April 16, 2011 at 7:01 pm (Nonfiction - science)

This is a really good book, and I don’t say that lightly about nonfiction.  The subtitle is “Tsunamis, Storm Surges, Rogue Waves, and Our Quest to Predict Disasters.”

The good news is, modern technology makes it possible to predict or identify a variety of threats from the sea.

The bad news is, it isn’t always enough, and may never be.  Witness the recent earthquake-and-tsunami in Japan.  The book talks at length about the December 2004 earthquake and tsunami in the Indian Ocean – which you may recalled killed an estimated 300,000 people.

Parker presents his material in a partly chronological and partly topical format, beginning with the development of tide predictions, and the often rather odd theories developed to explain them in the ancient and medieval worlds.  And I mean “worlds”: he also deals with Chinese civilization’s efforts in this and other areas, in a worthy nod to the fact that there have always been thinking beings in the East as well as the West.

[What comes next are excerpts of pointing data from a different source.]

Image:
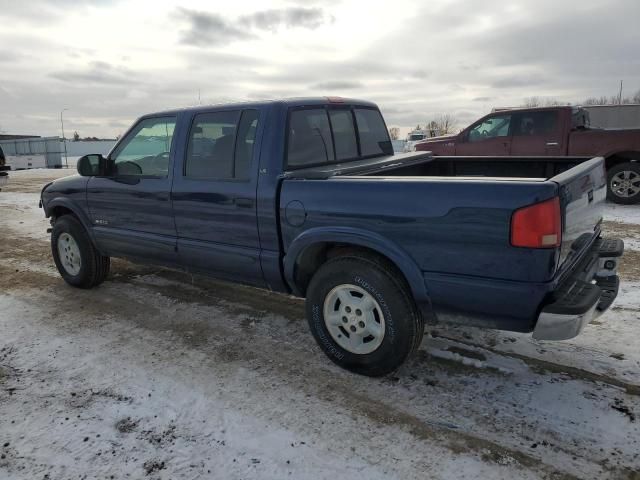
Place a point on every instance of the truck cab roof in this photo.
(287, 102)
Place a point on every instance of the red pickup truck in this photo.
(550, 131)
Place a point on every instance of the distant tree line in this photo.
(531, 102)
(76, 138)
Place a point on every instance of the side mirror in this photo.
(93, 165)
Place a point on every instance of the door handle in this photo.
(243, 202)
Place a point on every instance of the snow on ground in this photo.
(157, 374)
(622, 213)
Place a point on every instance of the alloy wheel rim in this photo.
(354, 319)
(69, 254)
(625, 184)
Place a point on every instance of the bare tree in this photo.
(442, 124)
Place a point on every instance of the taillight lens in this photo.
(537, 226)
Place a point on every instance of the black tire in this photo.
(404, 326)
(94, 267)
(613, 182)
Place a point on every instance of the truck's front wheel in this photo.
(624, 183)
(77, 260)
(362, 315)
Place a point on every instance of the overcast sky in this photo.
(110, 61)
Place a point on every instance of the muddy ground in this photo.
(159, 374)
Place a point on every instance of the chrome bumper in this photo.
(585, 296)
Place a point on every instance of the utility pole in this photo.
(620, 95)
(64, 140)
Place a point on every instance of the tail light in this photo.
(538, 225)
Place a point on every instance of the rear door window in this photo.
(535, 123)
(309, 138)
(211, 146)
(492, 127)
(374, 137)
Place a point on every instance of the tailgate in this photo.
(583, 191)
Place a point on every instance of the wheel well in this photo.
(314, 256)
(621, 157)
(59, 211)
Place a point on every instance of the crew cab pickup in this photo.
(306, 197)
(551, 132)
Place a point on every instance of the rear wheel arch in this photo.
(305, 258)
(621, 157)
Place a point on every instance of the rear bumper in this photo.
(586, 294)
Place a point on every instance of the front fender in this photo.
(73, 207)
(361, 238)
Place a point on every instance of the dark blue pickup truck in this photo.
(305, 196)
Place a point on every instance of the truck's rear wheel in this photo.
(77, 260)
(624, 183)
(362, 315)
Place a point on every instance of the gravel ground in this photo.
(158, 374)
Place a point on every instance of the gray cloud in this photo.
(209, 29)
(444, 57)
(206, 29)
(516, 81)
(98, 72)
(290, 17)
(337, 85)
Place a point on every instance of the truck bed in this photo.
(457, 224)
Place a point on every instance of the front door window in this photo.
(146, 149)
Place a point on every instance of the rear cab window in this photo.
(221, 145)
(328, 134)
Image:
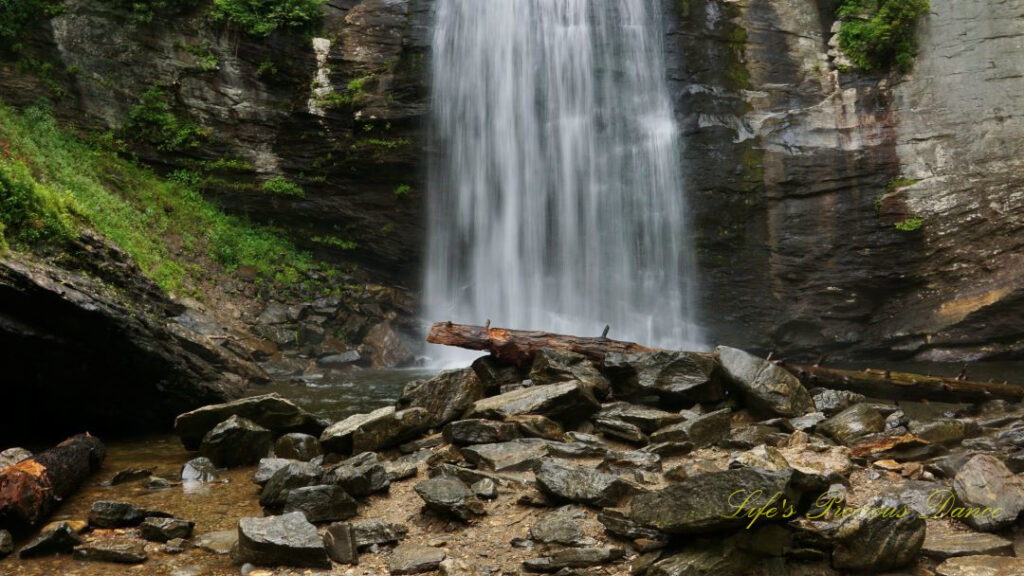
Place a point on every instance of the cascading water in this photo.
(556, 199)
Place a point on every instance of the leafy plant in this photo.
(260, 17)
(885, 38)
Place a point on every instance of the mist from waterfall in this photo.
(555, 195)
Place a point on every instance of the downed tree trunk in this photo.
(31, 489)
(518, 346)
(903, 385)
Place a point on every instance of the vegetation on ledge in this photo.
(878, 35)
(51, 182)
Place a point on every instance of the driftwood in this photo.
(518, 346)
(31, 489)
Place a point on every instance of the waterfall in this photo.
(555, 195)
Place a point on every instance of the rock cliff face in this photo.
(793, 165)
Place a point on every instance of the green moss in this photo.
(260, 17)
(909, 224)
(281, 186)
(878, 35)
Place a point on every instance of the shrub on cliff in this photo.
(878, 35)
(260, 17)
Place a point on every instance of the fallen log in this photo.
(518, 346)
(31, 489)
(904, 385)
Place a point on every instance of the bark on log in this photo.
(31, 489)
(518, 346)
(904, 385)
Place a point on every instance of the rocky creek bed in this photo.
(643, 463)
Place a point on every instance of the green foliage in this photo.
(909, 224)
(260, 17)
(283, 187)
(154, 121)
(56, 179)
(886, 38)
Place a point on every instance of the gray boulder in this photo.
(281, 540)
(764, 386)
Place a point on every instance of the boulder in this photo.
(281, 540)
(853, 424)
(117, 550)
(415, 559)
(339, 540)
(519, 454)
(450, 496)
(321, 503)
(269, 411)
(164, 529)
(763, 385)
(992, 494)
(887, 536)
(237, 442)
(475, 430)
(444, 397)
(570, 401)
(717, 501)
(297, 446)
(295, 475)
(580, 484)
(700, 430)
(107, 513)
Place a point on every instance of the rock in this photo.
(833, 402)
(701, 430)
(647, 419)
(551, 366)
(941, 541)
(559, 527)
(415, 559)
(373, 532)
(879, 542)
(118, 550)
(853, 424)
(764, 386)
(11, 456)
(107, 513)
(475, 430)
(269, 411)
(267, 467)
(59, 539)
(297, 446)
(579, 484)
(451, 496)
(981, 566)
(570, 401)
(219, 542)
(507, 456)
(199, 469)
(444, 397)
(675, 376)
(340, 543)
(164, 529)
(485, 489)
(295, 475)
(281, 540)
(572, 558)
(701, 503)
(237, 442)
(359, 476)
(996, 495)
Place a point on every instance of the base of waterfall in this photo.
(636, 461)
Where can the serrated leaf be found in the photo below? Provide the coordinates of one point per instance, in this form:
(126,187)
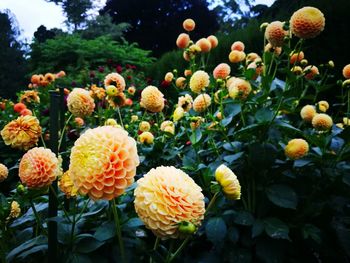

Did you know that “rogue waves” out in the ocean can top 90 feet and do in anything from an oil tanker or a luxury ocean liner on down?  Not to mention occasionally demolishing lighthouses.  For a long time, it seems, scientists didn’t even believe in them.  And there’s currently no way to predict those.

The author nicely balances genuine and well-explained scientific information with fascinating, terrifying, and horrifying examples from history.  Obviously he had to choose from among a plethora of actual or potential disasters, but I think he does a good job.

You should read this book if you actually want to understand how dangerous the sea can be, and how important modern (computerized!) research on the ocean really is.  And Parker also delves into the problem of climate change, if you want to know more about that, discussing some of the credible potential effects (meaning, rising ocean levels) and hammering home the importance of maintaining the extensive monitoring of ocean data that has been developing for the last few decades.

Maybe not a book you want to invest $28.00 in, but I got it from the library – and I’m sure you can, too.  And I know I’m a lot more educated now than I was before I read it.